In 1848 Meucci developed a popular method of using electric shocks to treat rheumatism. He used to give his patients two conductors linked to 60 Bunsen batteries and ending with a cork. He also kept two conductors linked to the same Bunsen batteries. He used to sit in his laboratory, while the Bunsen batteries were placed in a second room and his patients in a third room. In 1849 while providing a treatment to a patient with a 114V electrical discharge, in his laboratory Meucci is claimed to have heard his patient's scream through the piece of copper wire that was between them, from the conductors he was keeping near his ear. His intuition was that the "tongue" of copper wire was vibrating just like a leave of an electroscope; which means that there was an electrostatic effect. In order to continue the experiment without hurting his patient, Meucci covered the copper wire with a piece of paper. Through this device he heard inarticulated human voice. He called this device "telegrafo parlante" (lit. "talking telegraph").

On the basis of this prototype, Meucci is claimed to have worked on more than 30 kinds of telephone. In the beginning he was inspired by the telegraph. Differently from other pioneers of the telephone, such as Charles Bourseul, Philipp Reis, Innocenzo Manzetti and others, he did not think about transmitting voice by using the principle of the telegraph key (in scientific jargon, the "make-and-break" method), but he looked for a "continuous" solution, which means without interrupting the electric flux.

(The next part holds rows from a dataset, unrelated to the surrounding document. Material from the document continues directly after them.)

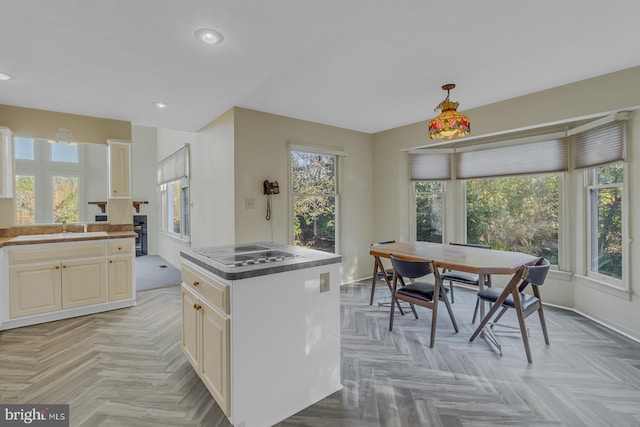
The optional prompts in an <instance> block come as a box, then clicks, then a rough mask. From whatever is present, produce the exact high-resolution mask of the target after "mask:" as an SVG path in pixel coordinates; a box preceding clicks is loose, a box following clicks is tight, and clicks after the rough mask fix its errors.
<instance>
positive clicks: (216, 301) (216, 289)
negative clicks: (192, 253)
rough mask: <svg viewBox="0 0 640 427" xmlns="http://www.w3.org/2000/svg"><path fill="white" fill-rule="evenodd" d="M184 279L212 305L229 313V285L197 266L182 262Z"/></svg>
mask: <svg viewBox="0 0 640 427" xmlns="http://www.w3.org/2000/svg"><path fill="white" fill-rule="evenodd" d="M182 281H183V282H184V283H185V284H187V286H188V287H189V288H190V289H193V290H194V291H196V292H197V293H199V294H200V295H201V296H202V297H203V298H204V299H206V300H207V301H208V302H209V303H210V304H211V305H213V306H214V307H216V308H218V309H219V310H222V311H223V312H224V313H227V314H229V285H225V284H223V283H220V282H218V281H217V280H215V279H214V278H213V277H211V276H209V275H208V274H206V273H204V272H202V271H200V270H199V269H198V268H197V267H194V266H191V265H189V264H186V263H184V262H183V263H182Z"/></svg>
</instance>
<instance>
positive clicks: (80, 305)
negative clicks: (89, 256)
mask: <svg viewBox="0 0 640 427" xmlns="http://www.w3.org/2000/svg"><path fill="white" fill-rule="evenodd" d="M61 264H62V308H63V309H64V308H73V307H82V306H85V305H91V304H99V303H103V302H106V301H107V291H106V290H107V280H106V276H107V274H106V272H107V266H106V260H105V259H104V258H96V259H89V260H74V261H62V263H61Z"/></svg>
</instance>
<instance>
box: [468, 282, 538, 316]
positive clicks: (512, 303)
mask: <svg viewBox="0 0 640 427" xmlns="http://www.w3.org/2000/svg"><path fill="white" fill-rule="evenodd" d="M500 294H502V289H500V288H486V289H483V290H482V291H480V292H478V298H480V299H481V300H485V301H491V302H496V301H497V300H498V298H500ZM539 302H540V300H539V299H538V298H536V297H534V296H533V295H529V294H525V293H524V292H520V303H521V304H522V310H523V311H528V310H529V309H530V308H531V307H534V306H536V305H537V304H538V303H539ZM502 305H506V306H508V307H511V308H515V303H514V301H513V295H509V296H508V297H507V299H506V300H504V303H502Z"/></svg>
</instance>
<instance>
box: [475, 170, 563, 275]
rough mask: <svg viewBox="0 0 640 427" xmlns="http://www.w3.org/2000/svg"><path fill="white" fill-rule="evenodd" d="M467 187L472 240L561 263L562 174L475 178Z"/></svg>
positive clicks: (546, 174)
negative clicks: (558, 248) (560, 196)
mask: <svg viewBox="0 0 640 427" xmlns="http://www.w3.org/2000/svg"><path fill="white" fill-rule="evenodd" d="M466 188H467V195H466V197H467V242H468V243H476V244H484V245H489V246H491V248H493V249H502V250H510V251H518V252H524V253H527V254H531V255H536V256H542V257H545V258H547V259H548V260H549V261H550V262H551V264H558V213H559V210H558V209H559V193H558V174H545V175H528V176H516V177H503V178H488V179H473V180H468V181H467V182H466Z"/></svg>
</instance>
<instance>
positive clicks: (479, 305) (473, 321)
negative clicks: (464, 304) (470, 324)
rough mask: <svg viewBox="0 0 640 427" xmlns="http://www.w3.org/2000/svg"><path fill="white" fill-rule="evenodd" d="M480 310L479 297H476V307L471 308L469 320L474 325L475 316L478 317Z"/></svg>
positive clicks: (479, 302)
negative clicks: (471, 317) (469, 318)
mask: <svg viewBox="0 0 640 427" xmlns="http://www.w3.org/2000/svg"><path fill="white" fill-rule="evenodd" d="M479 310H480V298H476V308H474V309H473V319H472V320H471V324H472V325H475V323H476V317H478V311H479Z"/></svg>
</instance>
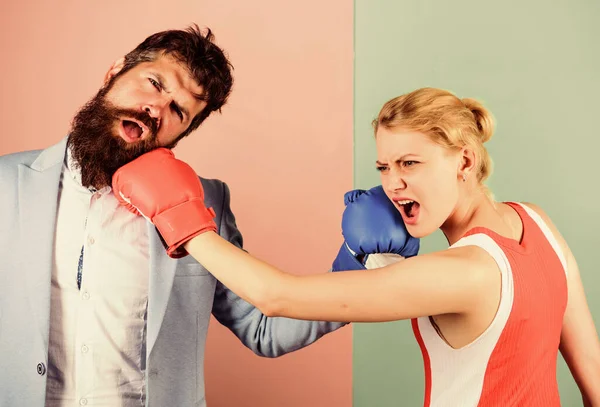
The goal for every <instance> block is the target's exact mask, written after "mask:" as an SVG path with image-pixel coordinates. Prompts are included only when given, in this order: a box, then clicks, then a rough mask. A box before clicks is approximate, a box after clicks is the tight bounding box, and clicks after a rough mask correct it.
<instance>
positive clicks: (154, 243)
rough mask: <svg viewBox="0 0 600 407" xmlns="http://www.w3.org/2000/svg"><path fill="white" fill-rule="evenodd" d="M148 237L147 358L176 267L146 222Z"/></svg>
mask: <svg viewBox="0 0 600 407" xmlns="http://www.w3.org/2000/svg"><path fill="white" fill-rule="evenodd" d="M148 236H149V241H150V282H149V292H148V335H147V341H146V342H147V346H146V349H147V352H146V357H149V355H150V353H151V352H152V348H153V347H154V344H155V343H156V338H157V337H158V333H159V331H160V326H161V324H162V321H163V319H164V316H165V312H166V310H167V304H168V302H169V296H170V294H171V289H172V287H173V279H174V278H175V268H176V266H177V260H175V259H172V258H170V257H169V256H167V251H166V250H165V248H164V246H163V244H162V241H161V240H160V237H159V235H158V232H157V231H156V229H155V227H154V225H153V224H152V223H150V222H148Z"/></svg>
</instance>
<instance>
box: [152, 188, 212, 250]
mask: <svg viewBox="0 0 600 407" xmlns="http://www.w3.org/2000/svg"><path fill="white" fill-rule="evenodd" d="M214 217H215V212H214V211H213V209H212V208H206V207H205V206H204V201H203V200H202V199H192V200H190V201H187V202H184V203H181V204H179V205H177V206H174V207H172V208H169V209H167V210H165V211H164V212H161V213H159V214H158V215H156V216H154V218H152V223H154V225H155V226H156V228H157V229H158V231H159V233H160V235H161V236H162V238H163V239H164V241H165V243H166V244H167V246H168V248H167V254H169V256H171V257H173V254H174V251H175V249H177V248H178V247H179V246H181V245H182V244H184V243H185V242H187V241H188V240H190V239H192V238H194V237H196V236H198V235H199V234H201V233H204V232H208V231H211V230H212V231H214V232H216V231H217V225H216V224H215V222H214V220H213V219H214ZM180 254H181V253H180ZM185 254H187V253H183V255H185ZM178 257H182V256H181V255H180V256H178Z"/></svg>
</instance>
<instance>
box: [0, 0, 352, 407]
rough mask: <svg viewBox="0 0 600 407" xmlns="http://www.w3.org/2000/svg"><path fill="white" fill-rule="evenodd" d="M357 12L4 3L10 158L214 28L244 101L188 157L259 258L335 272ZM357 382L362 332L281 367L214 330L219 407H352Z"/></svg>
mask: <svg viewBox="0 0 600 407" xmlns="http://www.w3.org/2000/svg"><path fill="white" fill-rule="evenodd" d="M59 5H60V6H59ZM61 8H64V10H61ZM352 12H353V10H352V2H351V1H348V0H347V1H342V0H333V1H319V0H308V1H303V2H280V1H276V0H260V1H251V2H250V1H244V0H238V1H232V0H227V1H218V2H208V1H198V0H196V1H192V0H186V1H173V2H166V1H160V2H159V1H157V0H147V1H143V2H142V1H127V2H122V1H115V0H110V1H103V2H94V3H91V2H75V1H65V0H63V1H62V2H47V1H42V0H39V1H27V0H26V1H22V2H16V1H12V2H10V1H7V2H3V4H2V8H1V12H0V52H1V54H2V62H1V64H2V65H1V67H2V68H1V69H2V71H1V73H2V75H0V120H1V121H2V123H3V126H2V133H1V134H0V154H6V153H10V152H14V151H20V150H26V149H34V148H43V147H46V146H48V145H50V144H53V143H55V142H57V141H58V140H59V139H61V138H62V137H63V136H64V135H65V134H66V132H67V130H68V127H69V122H70V120H71V117H72V115H73V114H74V112H75V111H76V109H78V108H79V106H81V105H82V104H83V103H84V102H85V101H87V100H88V98H89V97H91V96H92V95H93V94H94V93H95V91H96V90H97V89H98V87H99V86H100V84H101V81H102V78H103V75H104V73H105V71H106V70H107V69H108V67H109V65H110V63H111V62H112V61H113V60H114V59H116V58H118V57H119V56H121V55H123V54H124V53H126V52H127V51H129V50H130V49H131V48H133V47H134V46H135V45H137V44H138V43H139V42H140V41H141V40H142V39H143V38H145V36H147V35H149V34H150V33H153V32H155V31H159V30H163V29H168V28H182V27H184V26H186V25H187V24H189V23H191V22H197V23H198V24H199V25H200V26H209V27H211V28H212V29H213V30H214V31H215V34H216V36H217V42H218V43H219V44H221V45H222V46H223V47H224V48H226V49H227V51H228V53H229V55H230V57H231V59H232V61H233V63H234V66H235V77H236V86H235V90H234V93H233V95H232V97H231V101H230V104H229V105H228V106H227V107H226V108H225V109H224V110H223V115H222V116H219V117H214V118H211V119H209V120H208V121H207V122H206V124H205V125H203V126H202V127H201V129H200V130H199V131H198V132H197V133H196V134H195V135H193V136H192V137H190V138H189V139H186V140H184V141H183V142H182V143H181V144H180V146H178V148H177V151H176V153H177V154H178V156H179V157H180V158H182V159H184V160H186V161H188V162H189V163H190V164H192V165H193V166H194V168H195V169H196V170H197V172H198V173H200V174H201V175H203V176H205V177H212V178H220V179H222V180H224V181H226V182H227V183H228V184H229V186H230V188H231V190H232V206H233V210H234V213H235V214H236V216H237V219H238V226H239V227H240V229H241V231H242V233H243V234H244V237H245V243H246V244H245V246H246V248H247V249H248V250H249V251H250V252H251V253H253V254H255V255H257V256H259V257H260V258H262V259H264V260H267V261H268V262H270V263H272V264H274V265H277V266H280V267H282V268H284V269H285V270H288V271H289V272H293V273H316V272H323V271H325V270H327V269H328V268H329V266H330V264H331V261H332V260H333V257H334V256H335V254H336V253H337V249H338V247H339V244H340V243H341V236H340V233H339V230H340V227H339V223H340V218H341V211H342V209H343V204H342V195H343V193H344V192H345V191H347V190H349V189H351V188H352V61H353V55H352V52H353V51H352V35H353V34H352V30H353V27H352V20H353V17H352ZM351 369H352V361H351V328H349V327H346V328H344V329H342V330H341V331H339V332H336V333H333V334H331V335H328V336H326V337H325V338H323V339H322V340H320V341H319V342H318V343H317V344H315V345H313V346H311V347H309V348H307V349H304V350H301V351H299V352H296V353H294V354H290V355H287V356H284V357H282V358H279V359H274V360H269V359H261V358H258V357H256V356H254V355H253V354H252V353H251V352H250V351H249V350H247V349H245V348H243V347H242V346H241V345H240V344H239V342H238V341H237V339H236V338H235V337H234V336H233V335H232V334H230V333H229V332H228V331H226V329H224V328H223V327H221V326H220V325H219V324H217V323H215V322H214V321H213V324H212V327H211V330H210V334H209V343H208V348H207V365H206V371H207V383H206V384H207V397H208V401H209V403H210V406H211V407H219V406H223V407H225V406H227V407H232V406H235V407H254V406H260V407H270V406H273V407H275V406H277V407H281V406H286V407H295V406H298V407H300V406H302V407H305V406H313V407H318V406H323V407H325V406H335V407H338V406H339V407H343V406H351V403H352V383H351V377H352V371H351Z"/></svg>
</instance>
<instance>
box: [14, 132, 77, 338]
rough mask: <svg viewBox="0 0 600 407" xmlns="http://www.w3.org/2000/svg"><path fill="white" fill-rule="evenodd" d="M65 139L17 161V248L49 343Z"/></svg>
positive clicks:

In 1856 Meucci is claimed to have constructed the first electromagnetic telephone, made of an electromagnet with a nucleus in the shape of a horseshoe bat, a diaphragm of animal skin, stiffened with potassium dichromate and keeping a metal disk stuck in the middle. The instrument was hosted in a cylindrical carton box. He supposedly constructed this as a way to connect his second-floor bedroom to his basement laboratory, and thus communicate with his wife who was an invalid. Meucci separated the two directions of transmission in order to eliminate the so-called "local effect", adopting what we would call today a 4-wire-circuit. He constructed a simple calling system with a telegraphic manipulator which short-circuited the instrument of the calling person, producing in the instrument of the called person a succession of impulses (clicks), much more intense than those of normal conversation. As he was aware that his device required a bigger band than a telegraph, he found some means to avoid the so-called "skin effect" through superficial treatment of the conductor or by acting on the material (copper instead of iron). He successfully used an insulated copper plait, thus anticipating the litz wire used by Nikola Tesla in RF coils. In 1864 Meucci is claimed to have produced his "best device", using an iron diaphragm with optimized thickness and tightly clamped along its rim. The instrument was housed in a shaving-soap box, whose cover clamped the diaphragm.

In August 1870, Meucci is claimed to have obtained transmission of articulate human voice at a mile distance by using as a conductor a copper plait insulated by cotton. He called his device "telettrofono". Drawings and notes by Antonio Meucci claimed to be dated September 27, 1870 show that Meucci understood inductive loading on long distance telephone lines 30 years before any other scientists. The painting made by Nestore Corradi in 1858 mentions the sentence "Electric current from the inductor pipe".

It was additionally claimed that about 1873 Bill Carroll from Boston, who had heard news about Meucci's invention, asked him to construct a device to allow divers to communicate with people on the surface. In Meucci's drawing, this device appears to be an electromagnetic telephone, encapsulated to make it waterproof.